C'est pourquoi cette réponse était attendue et il était important qu'elle soit une riposte contrôlée et modérée pour ne pas compliquer la situation à la fois à l'intérieur de l'Iran mais aussi à l'extérieur.

Est-ce simplement le contentieux qui existe de manière historique entre Téhéran et Israël qui est à l'origine de cette attaque? Ou bien est-elle motivée par le conflit à Gaza?

Pour le conflit dans la bande de Gaza, les Iraniens avaient sous-traité la défense de ce qu'on appelle «l'axe de la résistance» et l'unité du front a ses relais dans la région: les Houthis, le Hezbollah et certaines milices irakiennes. C'est plutôt le contentieux qui existe depuis 1979 qui est en jeu, depuis la révolution et la victoire de la révolution islamique iranienne. Ce qui est nouveau, c'est que ce conflit sort de l'ombre. Cette nouveauté constitue un tournant. L'attaque contre le consulat iranien s'ajoute bien sûr à l'assassinat par les Américains de Qassem Soleimani, deux événements qui ont constitué une accumulation. Il était dès lors impossible pour le régime iranien et notamment la garde révolutionnaire, proche de Guide suprême, de ne pas répondre à la fois pour laver l'affront, mais aussi rétablir sa dissuasion.

Est ce qu'on peut s'attendre à ce que l'Iran, par ses partenaires régionaux, continue toutefois sa politique de «harcèlement» ou de «menaces» contre Israël?

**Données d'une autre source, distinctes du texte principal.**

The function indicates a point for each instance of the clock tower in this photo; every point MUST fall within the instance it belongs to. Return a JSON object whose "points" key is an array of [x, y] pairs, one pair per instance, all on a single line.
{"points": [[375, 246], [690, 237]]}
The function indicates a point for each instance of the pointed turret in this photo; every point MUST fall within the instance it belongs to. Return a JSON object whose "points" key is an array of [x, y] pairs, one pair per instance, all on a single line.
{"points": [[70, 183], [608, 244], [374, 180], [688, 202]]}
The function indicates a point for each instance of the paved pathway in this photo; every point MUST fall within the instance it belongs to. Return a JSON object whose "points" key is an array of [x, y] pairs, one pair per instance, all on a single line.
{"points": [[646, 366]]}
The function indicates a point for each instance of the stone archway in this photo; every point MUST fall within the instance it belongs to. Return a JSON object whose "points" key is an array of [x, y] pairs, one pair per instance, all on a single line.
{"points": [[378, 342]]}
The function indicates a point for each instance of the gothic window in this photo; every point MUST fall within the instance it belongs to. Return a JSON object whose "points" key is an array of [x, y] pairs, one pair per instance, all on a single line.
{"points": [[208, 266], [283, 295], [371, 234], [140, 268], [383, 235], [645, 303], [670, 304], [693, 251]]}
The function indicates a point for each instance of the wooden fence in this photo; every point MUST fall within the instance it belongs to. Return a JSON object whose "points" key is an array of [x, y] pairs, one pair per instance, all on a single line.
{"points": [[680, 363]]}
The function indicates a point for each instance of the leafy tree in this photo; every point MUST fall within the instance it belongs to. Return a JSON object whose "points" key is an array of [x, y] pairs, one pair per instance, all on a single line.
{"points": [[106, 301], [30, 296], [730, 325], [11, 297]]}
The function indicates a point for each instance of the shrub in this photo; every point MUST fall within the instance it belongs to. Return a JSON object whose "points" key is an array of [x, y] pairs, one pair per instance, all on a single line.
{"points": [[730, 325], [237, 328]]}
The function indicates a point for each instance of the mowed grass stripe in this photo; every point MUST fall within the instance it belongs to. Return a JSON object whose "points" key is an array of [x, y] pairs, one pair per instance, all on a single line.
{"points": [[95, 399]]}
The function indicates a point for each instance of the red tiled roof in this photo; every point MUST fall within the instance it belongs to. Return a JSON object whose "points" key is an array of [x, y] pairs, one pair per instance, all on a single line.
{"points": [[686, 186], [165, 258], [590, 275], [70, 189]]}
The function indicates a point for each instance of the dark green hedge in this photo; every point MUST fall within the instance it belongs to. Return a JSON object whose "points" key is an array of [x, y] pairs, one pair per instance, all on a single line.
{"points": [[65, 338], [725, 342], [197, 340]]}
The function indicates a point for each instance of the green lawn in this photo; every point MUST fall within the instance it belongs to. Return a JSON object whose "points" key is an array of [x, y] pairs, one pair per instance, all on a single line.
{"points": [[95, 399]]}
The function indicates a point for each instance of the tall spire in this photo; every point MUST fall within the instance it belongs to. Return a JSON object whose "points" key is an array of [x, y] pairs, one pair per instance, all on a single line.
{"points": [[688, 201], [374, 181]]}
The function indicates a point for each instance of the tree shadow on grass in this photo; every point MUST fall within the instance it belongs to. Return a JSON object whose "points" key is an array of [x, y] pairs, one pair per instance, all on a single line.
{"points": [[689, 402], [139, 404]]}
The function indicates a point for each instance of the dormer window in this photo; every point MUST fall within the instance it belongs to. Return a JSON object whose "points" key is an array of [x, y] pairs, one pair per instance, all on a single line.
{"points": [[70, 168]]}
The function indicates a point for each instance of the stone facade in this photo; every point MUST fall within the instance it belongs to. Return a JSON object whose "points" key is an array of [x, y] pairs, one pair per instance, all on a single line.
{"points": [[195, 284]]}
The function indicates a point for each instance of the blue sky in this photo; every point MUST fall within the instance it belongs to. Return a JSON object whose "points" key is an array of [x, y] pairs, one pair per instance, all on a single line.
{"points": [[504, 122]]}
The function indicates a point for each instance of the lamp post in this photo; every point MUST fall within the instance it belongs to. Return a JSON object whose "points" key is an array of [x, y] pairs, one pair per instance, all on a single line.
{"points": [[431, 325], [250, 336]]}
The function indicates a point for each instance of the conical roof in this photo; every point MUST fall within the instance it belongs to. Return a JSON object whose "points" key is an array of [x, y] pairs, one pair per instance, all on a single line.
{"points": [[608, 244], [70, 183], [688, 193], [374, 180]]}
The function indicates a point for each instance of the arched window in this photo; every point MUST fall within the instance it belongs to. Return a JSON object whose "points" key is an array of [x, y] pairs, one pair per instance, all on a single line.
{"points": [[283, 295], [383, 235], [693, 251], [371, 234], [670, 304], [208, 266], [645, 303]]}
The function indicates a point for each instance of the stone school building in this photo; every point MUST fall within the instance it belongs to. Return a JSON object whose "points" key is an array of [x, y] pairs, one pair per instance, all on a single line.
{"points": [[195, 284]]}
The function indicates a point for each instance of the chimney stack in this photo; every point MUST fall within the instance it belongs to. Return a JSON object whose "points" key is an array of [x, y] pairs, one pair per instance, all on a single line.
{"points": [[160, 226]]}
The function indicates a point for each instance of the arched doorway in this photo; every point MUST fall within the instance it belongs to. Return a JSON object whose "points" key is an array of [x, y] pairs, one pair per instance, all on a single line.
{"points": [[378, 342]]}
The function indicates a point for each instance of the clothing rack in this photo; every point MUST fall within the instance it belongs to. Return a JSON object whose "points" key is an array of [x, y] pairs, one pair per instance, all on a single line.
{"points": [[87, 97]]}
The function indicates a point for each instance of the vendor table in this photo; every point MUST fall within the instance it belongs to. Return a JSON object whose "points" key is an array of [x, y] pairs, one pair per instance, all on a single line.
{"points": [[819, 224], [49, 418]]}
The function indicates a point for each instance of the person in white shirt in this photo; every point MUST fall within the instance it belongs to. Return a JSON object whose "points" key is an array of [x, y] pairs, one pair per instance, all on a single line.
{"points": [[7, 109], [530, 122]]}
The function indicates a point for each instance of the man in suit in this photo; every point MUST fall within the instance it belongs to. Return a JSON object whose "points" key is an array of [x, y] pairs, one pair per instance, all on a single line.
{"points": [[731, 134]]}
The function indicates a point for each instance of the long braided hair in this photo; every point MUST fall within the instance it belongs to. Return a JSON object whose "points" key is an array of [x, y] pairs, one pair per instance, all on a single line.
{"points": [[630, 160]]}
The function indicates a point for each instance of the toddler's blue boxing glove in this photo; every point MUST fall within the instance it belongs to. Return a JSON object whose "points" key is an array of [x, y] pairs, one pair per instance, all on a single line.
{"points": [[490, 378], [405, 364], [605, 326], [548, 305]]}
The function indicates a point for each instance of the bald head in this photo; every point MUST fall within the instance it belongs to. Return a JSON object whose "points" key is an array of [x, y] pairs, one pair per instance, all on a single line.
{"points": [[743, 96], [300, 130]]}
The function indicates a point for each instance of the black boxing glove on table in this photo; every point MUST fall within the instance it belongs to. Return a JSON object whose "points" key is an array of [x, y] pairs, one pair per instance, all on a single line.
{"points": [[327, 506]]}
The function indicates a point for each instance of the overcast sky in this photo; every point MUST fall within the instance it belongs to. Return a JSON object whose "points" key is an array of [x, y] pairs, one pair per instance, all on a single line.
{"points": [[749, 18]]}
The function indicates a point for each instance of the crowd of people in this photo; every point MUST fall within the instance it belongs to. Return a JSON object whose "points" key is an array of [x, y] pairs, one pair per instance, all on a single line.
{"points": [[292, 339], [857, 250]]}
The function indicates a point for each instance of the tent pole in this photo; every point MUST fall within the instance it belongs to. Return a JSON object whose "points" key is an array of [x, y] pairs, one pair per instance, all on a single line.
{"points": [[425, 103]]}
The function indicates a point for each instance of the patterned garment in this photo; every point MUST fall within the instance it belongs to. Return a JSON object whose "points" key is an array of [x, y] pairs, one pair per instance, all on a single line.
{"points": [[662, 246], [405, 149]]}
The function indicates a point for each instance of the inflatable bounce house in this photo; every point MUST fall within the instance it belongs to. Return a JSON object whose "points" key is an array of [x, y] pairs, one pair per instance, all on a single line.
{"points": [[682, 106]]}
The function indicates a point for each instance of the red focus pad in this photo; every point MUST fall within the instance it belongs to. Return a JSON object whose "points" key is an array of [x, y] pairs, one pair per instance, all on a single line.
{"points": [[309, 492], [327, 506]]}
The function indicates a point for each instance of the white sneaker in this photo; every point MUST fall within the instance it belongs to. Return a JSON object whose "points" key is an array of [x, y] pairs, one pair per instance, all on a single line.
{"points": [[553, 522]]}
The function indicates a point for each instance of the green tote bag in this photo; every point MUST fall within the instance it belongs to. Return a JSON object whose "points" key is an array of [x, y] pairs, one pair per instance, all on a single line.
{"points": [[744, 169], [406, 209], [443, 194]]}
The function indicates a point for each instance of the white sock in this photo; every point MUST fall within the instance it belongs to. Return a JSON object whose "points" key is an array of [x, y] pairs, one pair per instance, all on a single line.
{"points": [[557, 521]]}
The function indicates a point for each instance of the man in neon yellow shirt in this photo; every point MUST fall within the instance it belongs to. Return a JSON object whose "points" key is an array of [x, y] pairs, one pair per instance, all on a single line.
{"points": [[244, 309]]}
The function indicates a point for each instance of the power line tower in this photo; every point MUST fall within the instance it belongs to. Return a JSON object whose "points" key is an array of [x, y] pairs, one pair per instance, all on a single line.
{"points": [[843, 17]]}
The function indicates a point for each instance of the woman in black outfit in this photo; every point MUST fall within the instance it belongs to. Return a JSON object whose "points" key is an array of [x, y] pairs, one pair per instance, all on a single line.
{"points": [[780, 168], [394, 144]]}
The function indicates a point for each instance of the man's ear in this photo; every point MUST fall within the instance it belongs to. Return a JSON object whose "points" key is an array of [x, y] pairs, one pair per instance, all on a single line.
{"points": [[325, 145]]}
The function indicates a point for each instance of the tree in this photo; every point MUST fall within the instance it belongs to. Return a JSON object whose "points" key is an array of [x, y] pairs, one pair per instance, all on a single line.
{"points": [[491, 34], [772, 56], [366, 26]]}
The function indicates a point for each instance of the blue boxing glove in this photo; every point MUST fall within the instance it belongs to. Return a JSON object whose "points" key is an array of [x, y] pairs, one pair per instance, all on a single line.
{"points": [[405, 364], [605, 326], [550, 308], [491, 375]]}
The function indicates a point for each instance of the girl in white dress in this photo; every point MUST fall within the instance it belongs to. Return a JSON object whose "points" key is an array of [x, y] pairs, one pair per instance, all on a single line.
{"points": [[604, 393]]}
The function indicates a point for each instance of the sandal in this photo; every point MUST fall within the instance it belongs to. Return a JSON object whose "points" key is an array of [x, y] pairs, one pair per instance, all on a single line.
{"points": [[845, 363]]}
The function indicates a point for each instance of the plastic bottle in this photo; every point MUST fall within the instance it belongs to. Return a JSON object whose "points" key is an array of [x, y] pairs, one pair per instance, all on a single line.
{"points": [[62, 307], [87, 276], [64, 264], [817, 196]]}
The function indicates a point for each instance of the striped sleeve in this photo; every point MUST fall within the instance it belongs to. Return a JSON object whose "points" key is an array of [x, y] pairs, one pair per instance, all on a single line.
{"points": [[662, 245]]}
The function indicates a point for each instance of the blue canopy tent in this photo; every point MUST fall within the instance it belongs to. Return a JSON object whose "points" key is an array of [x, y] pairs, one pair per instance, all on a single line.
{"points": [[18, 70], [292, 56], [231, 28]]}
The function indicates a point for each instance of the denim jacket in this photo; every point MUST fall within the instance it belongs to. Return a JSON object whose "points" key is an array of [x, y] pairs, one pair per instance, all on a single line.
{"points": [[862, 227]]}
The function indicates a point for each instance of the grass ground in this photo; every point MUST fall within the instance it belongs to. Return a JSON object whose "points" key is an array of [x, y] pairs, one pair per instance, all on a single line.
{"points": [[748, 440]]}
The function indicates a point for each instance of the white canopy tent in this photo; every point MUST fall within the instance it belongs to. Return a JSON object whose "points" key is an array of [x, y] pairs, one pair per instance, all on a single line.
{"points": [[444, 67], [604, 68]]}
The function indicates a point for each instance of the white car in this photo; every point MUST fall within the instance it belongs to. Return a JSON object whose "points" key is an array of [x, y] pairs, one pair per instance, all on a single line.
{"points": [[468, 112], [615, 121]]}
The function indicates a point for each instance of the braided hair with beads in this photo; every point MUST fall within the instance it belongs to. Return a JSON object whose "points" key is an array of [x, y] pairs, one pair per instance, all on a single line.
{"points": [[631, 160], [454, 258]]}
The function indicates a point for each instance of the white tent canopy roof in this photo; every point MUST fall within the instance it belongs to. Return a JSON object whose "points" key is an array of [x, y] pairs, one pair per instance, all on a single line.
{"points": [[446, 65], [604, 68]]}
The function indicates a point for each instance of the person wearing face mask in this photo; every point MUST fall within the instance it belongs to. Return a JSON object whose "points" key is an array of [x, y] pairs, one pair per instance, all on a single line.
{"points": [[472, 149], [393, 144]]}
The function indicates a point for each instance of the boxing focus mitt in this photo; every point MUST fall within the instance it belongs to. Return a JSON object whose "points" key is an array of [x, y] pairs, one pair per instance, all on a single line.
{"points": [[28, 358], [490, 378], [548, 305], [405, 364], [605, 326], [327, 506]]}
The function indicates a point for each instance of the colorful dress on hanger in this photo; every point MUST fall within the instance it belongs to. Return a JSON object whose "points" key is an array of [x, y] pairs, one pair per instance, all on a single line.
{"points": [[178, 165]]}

Le régime iranien tient à préserver des acquis qui sont importants sur le plan nucléaire, sur le plan de la négociation avec les Américains qui se déroule à Oman pour plusieurs questions régionales, sur la question des fonds qui sont bloqués. L'Iran n'est pas prêt à sacrifier tous ces acquis qui s'ajoutent à la nécessité de la survie du régime afin de ne pas s'exposer à une réponse israélienne ou américaine. Par contre, en cas d'une riposte israélienne importante sur le sol iranien, on va dépasser le stade du harcèlement, ou cette pratique de narguer les forces américaines ou israéliennes. On l'a vu par exemple à Erbil, en s'attaquant à un bâtiment proche des éléments israéliens et américains. On va dépasser ce stade de harcèlement pour arriver à une confrontation directe qui a commencé ce week-end, mais qui garde toujours un niveau du contrôle, empêchant cette escalade de devenir régionale.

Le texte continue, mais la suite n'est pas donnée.